Drupal 5.13

The thirteenth maintenance and security release of the Drupal 5 series. Only fixes for security vulnerabilities and other bugs have been committed. New features are only being added to the forthcoming Drupal 7.0 release.

This release fixes security vulnerabilities. Sites are urged to upgrade immediately after reading the security announcement:

• SA-2008-073 - Drupal core - Multiple vulnerabilities

In addition to this security vulnerability, the following bugs have been fixed since the 5.12 release:

• #318102 by Damien Tournoud and Dave Reid: hook_exit() not invoked for some cached requests.
• #278821 by teezee. More isset() checking.
• #293612 by egfrith, Bart Jansens: let user_authenticate() be called without cookies previously set; allows web service modules to start a session with the authentication.
• #123556 by maartenvg and dvdweide. Do not show empty user info categories.
• #294450 by blakehall. Match up DB and form max length.
• More code style removing trivial differences with 6.x.
• #195161 by mcarbone with some modifications: only show 'login to post comments' if logging in actually lets you post comments.
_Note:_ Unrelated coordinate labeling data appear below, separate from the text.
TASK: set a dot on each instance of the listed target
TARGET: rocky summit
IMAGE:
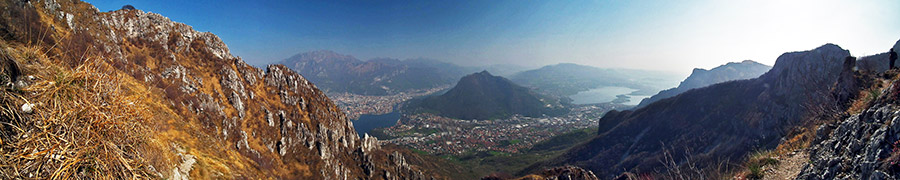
(721, 121)
(701, 78)
(136, 94)
(485, 96)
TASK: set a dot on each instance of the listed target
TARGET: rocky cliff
(722, 122)
(865, 145)
(485, 96)
(202, 112)
(701, 78)
(338, 73)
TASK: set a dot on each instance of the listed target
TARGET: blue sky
(638, 34)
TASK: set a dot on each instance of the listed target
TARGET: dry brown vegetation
(84, 123)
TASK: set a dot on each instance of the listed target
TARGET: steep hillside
(722, 122)
(337, 73)
(864, 144)
(129, 94)
(701, 78)
(567, 79)
(484, 96)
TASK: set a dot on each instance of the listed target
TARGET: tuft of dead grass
(84, 124)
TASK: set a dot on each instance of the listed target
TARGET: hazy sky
(639, 34)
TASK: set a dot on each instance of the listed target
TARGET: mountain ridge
(207, 114)
(484, 96)
(746, 69)
(800, 85)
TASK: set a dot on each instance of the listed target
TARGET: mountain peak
(484, 96)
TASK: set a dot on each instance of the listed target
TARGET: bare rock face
(857, 148)
(232, 120)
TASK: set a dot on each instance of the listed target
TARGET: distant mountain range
(701, 78)
(725, 121)
(567, 79)
(338, 73)
(485, 96)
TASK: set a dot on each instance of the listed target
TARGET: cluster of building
(355, 105)
(441, 135)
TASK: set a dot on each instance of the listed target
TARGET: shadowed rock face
(223, 117)
(338, 73)
(701, 78)
(720, 122)
(484, 96)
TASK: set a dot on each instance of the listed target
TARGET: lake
(607, 94)
(367, 122)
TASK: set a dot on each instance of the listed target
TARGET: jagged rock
(858, 148)
(28, 108)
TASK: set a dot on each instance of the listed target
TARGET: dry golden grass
(84, 124)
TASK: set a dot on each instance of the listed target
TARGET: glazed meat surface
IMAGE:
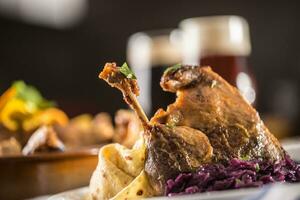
(170, 150)
(206, 102)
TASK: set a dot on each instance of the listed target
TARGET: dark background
(64, 64)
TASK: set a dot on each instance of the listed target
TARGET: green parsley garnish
(30, 94)
(172, 68)
(124, 69)
(245, 158)
(257, 168)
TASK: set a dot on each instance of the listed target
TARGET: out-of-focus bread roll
(128, 128)
(10, 147)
Backport by salvis.
• - Patch #342988 by ultimateboy: fixed order of attributes in PHPdoc.
• #280934 follow up by pwolanin: harden the cookie handling in sess_regenerate() by setting our session cookie to be an HTTP only cookie, thus reducing the risk of session stealing via XSS
• #324875 by pwolanin: improve HTTP_HOST checking, ensuring that the host is lowercased and only valid characters are allowed.
• #28776 by Uwe Hermann, Morbus Iff, jvandyk: Protect *.test files and SVN metafiles from being exposed under Drupal
• #299582 by hass: Remove outdated items from robots.txt and fix ordering of items to make stuff easier to find.